As of 2007, The Netherlands has a very strong
economy with GDP per capita at $ 38,754 and a growth rate of 3.5%. Total GDP in
The Netherlands is EUR 789.1 billion and the inflation rate is only 1.3% as of
2007. As of the same period the country has a trade surplus of $ 66.5 billion.
Although main export and import items in The Netherlands are pretty much the
same, re export is the driving force behind the trade surplus. However, in Turkey’s case,
most of the export items depend heavily on imported raw materials and
intermediary goods. Therefore Turkish economy is facing a widening trade
deficit hovering around $ 46 billion as of 2007. The development of economic
relations between the two countries is encouraging as the trade volume is
constantly rising since 2002 and Turkey has a trade surplus in
economic relations since 2004. As of 2007, Turkey’s exports to The Netherlands
were EUR 2.2 billion and imports from The Netherlands were EUR 1,9 billion.
As far as the tourism sector is concerned, Turkey
continues to be one of the most popular travel destinations for Dutch tourists.
The total number of tourists coming from The Netherlands to Turkey in 2007
was 1,053,669. Due the increase in trade and passenger traffic with
Western Europe, the demand for transportation services has increased and Dutch
enterprises such as Den Hartogh and Corendon have established local subsidiaries
in Turkey.
Telecommunication and IT sectors in Turkey
are also attractive for Dutch investors since Turkey offers valuable
opportunities with its large consumer base and qualified technical staff in
these areas. As a result, firms operating in these branches including GreenCat, TopTel and BitBrains
consider Turkey
as a location for their investments abroad.

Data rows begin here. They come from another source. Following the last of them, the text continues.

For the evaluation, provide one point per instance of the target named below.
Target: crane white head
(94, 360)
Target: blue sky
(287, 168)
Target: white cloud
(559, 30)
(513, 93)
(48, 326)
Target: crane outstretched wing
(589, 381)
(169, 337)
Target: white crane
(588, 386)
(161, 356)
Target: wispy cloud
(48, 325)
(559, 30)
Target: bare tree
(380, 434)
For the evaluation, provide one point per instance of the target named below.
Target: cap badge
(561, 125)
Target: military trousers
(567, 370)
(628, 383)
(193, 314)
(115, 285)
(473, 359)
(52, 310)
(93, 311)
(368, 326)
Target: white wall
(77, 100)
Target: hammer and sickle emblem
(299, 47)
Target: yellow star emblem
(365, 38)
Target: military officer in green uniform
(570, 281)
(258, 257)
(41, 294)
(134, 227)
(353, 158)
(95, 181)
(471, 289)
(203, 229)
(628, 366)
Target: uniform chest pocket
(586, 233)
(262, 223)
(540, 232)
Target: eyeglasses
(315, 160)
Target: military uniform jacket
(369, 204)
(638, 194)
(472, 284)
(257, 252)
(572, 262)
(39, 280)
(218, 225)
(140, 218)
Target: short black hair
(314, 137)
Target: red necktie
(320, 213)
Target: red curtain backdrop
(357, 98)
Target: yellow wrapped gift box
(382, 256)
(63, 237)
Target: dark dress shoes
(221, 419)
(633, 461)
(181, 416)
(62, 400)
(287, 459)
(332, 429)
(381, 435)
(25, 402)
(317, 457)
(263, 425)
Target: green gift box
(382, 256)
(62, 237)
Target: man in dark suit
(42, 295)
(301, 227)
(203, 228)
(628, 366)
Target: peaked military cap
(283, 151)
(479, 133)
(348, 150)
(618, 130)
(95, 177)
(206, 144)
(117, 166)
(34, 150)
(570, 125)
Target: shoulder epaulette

Turkey and The Netherlands
do not have any major political conflicts and the political relations between
the two countries have been very consistent for years supporting a favourable
trade and investment environment between the countries. The mutual
understanding between the two countries on global balance of forces helps to
build a partnership on political fronts. In this context, The Netherlands
continues to be well aware of the geopolitical location and influence of Turkey
in the region.
Turkey and The Netherlands
have much to share in common from regional security to global trade and
investment activities. The presence of Turkish community (approximately 380,000
people) in The Netherlands and presence of a considerable amount of Dutch
visitors in Turkey
each year, put another emphasis on the importance of partnership between the
two countries. The trade volume between the two countries that currently stands
around of EUR 4.1 billion should be increased since The Netherlands remains to
be one of the important markets for Turkish exporters and the share of exports
to The Netherlands remains relatively low among Turkey’s export markets. Current
breakdown of goods and services exported to The Netherlands also points out
that Turkish exporters should work harder to diversify their export items to
The Netherlands. On the other hand, Turkish and Dutch firms still have many new
areas for investments in both countries as investment climate between the two
countries remains supportive and investor sentiment is high.